BELCHIOR TINHA RAZÃO
Belchior, o compositor cearense de Sobral, estava certíssimo, quando disse que o passado é uma roupa que não nos serve mais. Não serve mesmo. Nada a ver com tamanhos de corpo e roupa, manequim alterado, números diferentes. O passado tem um sinônimo horrível, aquele que criancinha não consegue entender: pretérito. Ah, palavra feia... palavrão, mesmo! Ela, a palavra, não nos cabe nem nos pertence, muito menos a roupa de outros tempos.
O passado faz galhofa, ri de nós, incautos seres querendo as mesmas coisas que tivemos em outros tempos. Somos maus exploradores do nosso tempo, que não soubemos eliminar nossos rastros. Hoje tentamos voltar pelos mesmos caminhos, mas nem as pegadas deixadas servem mais em nossos pés. Estes cresceram assustadoramente. De cara, percebemos que as marcas seguem em caminhos opostos. Elas vêm e nós queremos ir ao tempo que passou.Nada se encaixa.
Cismei um dia que deveria voltar a morar na mesma rua em que vivi linda história. Fiquei tão absorta em tal pensamento insistente, que acabei voltando. Ledo engano! As pessoas não eram as mesmas e, na varanda em que sonhei , eram outros a sonhar. Sonhariam os outros? A rua tornou-se larga, escura e um tanto sem oxigênio. Fiquei sufocada naquele ambiente onde os passos eram de seres diferentes. Não, os mesmos passos não seriam, jamais. As vozes, os sorrisos, os encantos, tudo acabara.

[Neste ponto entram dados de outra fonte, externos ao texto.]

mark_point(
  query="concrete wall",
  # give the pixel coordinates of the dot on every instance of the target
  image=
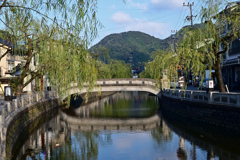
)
(20, 113)
(213, 116)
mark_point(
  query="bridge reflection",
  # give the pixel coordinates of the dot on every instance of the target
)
(57, 132)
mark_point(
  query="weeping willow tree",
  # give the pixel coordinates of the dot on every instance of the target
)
(56, 36)
(202, 48)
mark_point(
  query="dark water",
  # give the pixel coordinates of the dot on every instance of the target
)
(126, 125)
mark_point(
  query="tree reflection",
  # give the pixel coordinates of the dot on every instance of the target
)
(162, 134)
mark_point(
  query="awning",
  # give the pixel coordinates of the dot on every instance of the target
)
(231, 62)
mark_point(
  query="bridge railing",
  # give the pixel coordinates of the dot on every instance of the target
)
(231, 99)
(8, 109)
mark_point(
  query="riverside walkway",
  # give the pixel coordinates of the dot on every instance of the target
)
(36, 104)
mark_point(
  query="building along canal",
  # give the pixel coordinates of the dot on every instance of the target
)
(124, 125)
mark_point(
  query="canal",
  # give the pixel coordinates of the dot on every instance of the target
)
(124, 125)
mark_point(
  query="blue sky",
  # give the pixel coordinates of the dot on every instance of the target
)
(154, 17)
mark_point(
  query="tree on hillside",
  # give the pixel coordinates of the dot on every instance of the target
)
(56, 36)
(115, 69)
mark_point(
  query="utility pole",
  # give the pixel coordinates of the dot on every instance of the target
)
(190, 17)
(173, 35)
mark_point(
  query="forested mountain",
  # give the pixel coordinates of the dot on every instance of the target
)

Ah, que palavra horrível esta... pretérito. Não gosto dela. Eu acreditei tanto em tudo que me mostraram lá atrás, que julguei ser possível sentar na varanda e rever as mesmas pessoas. Fui enganada. Ninguém me reconhece naquela velha cadeira. Ninguém sequer me vê.
Levantei-me do lugar e apaguei a luz da varanda. Nenhuma pedrinha da rua chamou-me para dizer boa noite. Belchior tinha razão.